2019 / poetry / author
BRIANNA MORRIS
INCOMPLETE ANATOMY OF SUMMER
…
Watch how I do this. Self-destruct in secret, in summer.
Turn my body over and dress its wounds before daybreak.
Girl becomes bloodstain and to herself
she leaves the sap-sweetened callouses,
their saccharine sinew. The growl surfacing
with each breath out, like a bonfire’s lungs, glowing,
but choked with ash. It’s the same every year:
three months of roaring flame. Tongue doused in chlorine.
No one’s invited to the party where the bodies,
unrecognizable, float at the surface of the pool,
a place for empty bones to soak, bathed in chemical.
Girl dissolves in the water and is left with her insides.
Girl throws herself to the dogs and is left with the mourning.
Cries herself awake somewhere new, blind in unfiltered light.
SYMPHONY OF THE EPHEMERAL SELF
…
I grew up obsessively listening to classical music.
My favorite pianist was Mozart, when I was young.
Hands too small to play an octave. Feet dangling below
the bench, above the floor. Sometimes, a recital. A bouquet
of flowers. An audience cheering just to be polite.
I crack my head open to see what is still there.
A little boombox with a cassette in its stomach. An old
TV replaying my memories, a slideshow of youth.
Old blood. First kiss. First fuck. The things that sit
like spectators in the back of my mind and judge.
Her crooked teeth. The sweat-filled room.
The walls so far apart I could’ve been swallowed up
by the carpet and never seen again.

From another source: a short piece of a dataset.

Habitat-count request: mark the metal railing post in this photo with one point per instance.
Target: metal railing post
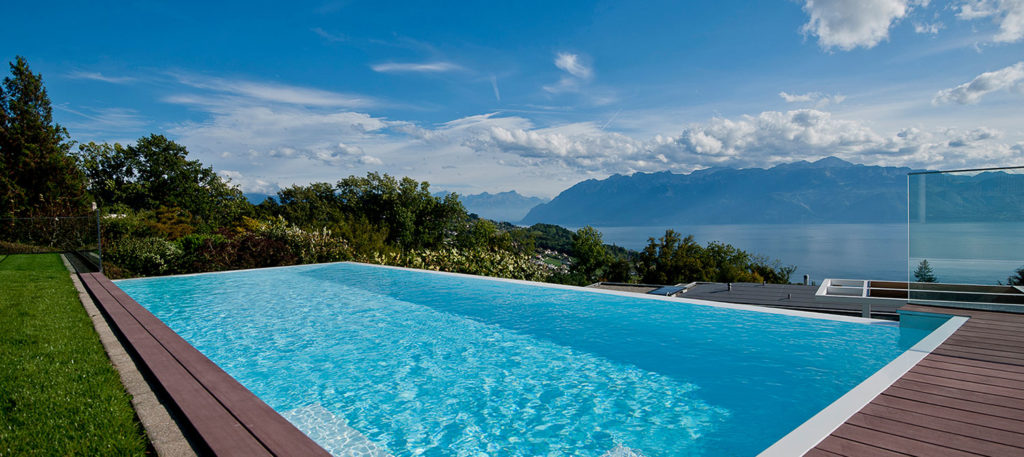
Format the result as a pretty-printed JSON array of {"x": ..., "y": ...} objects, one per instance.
[{"x": 99, "y": 237}]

There is a love poem
for my first best friend. Dear red hair, I’m glad you’re still here.
More poems for the former loves crumpled into me
like tight-fisted heartbeats. I’m a collage. A mongrel
of all things. An assemblage of chewed-up lips
and bleary sunrises. I took my wings from the angels,
my teeth from the wolves, my hands
from the dirt of the garden in the backyard—
Look how they sprouted, burst into life
and fleshy tendrils, a sudden, overwhelming crescendo.
All of this memory washing over
my amalgamated body like an indiscriminate wave.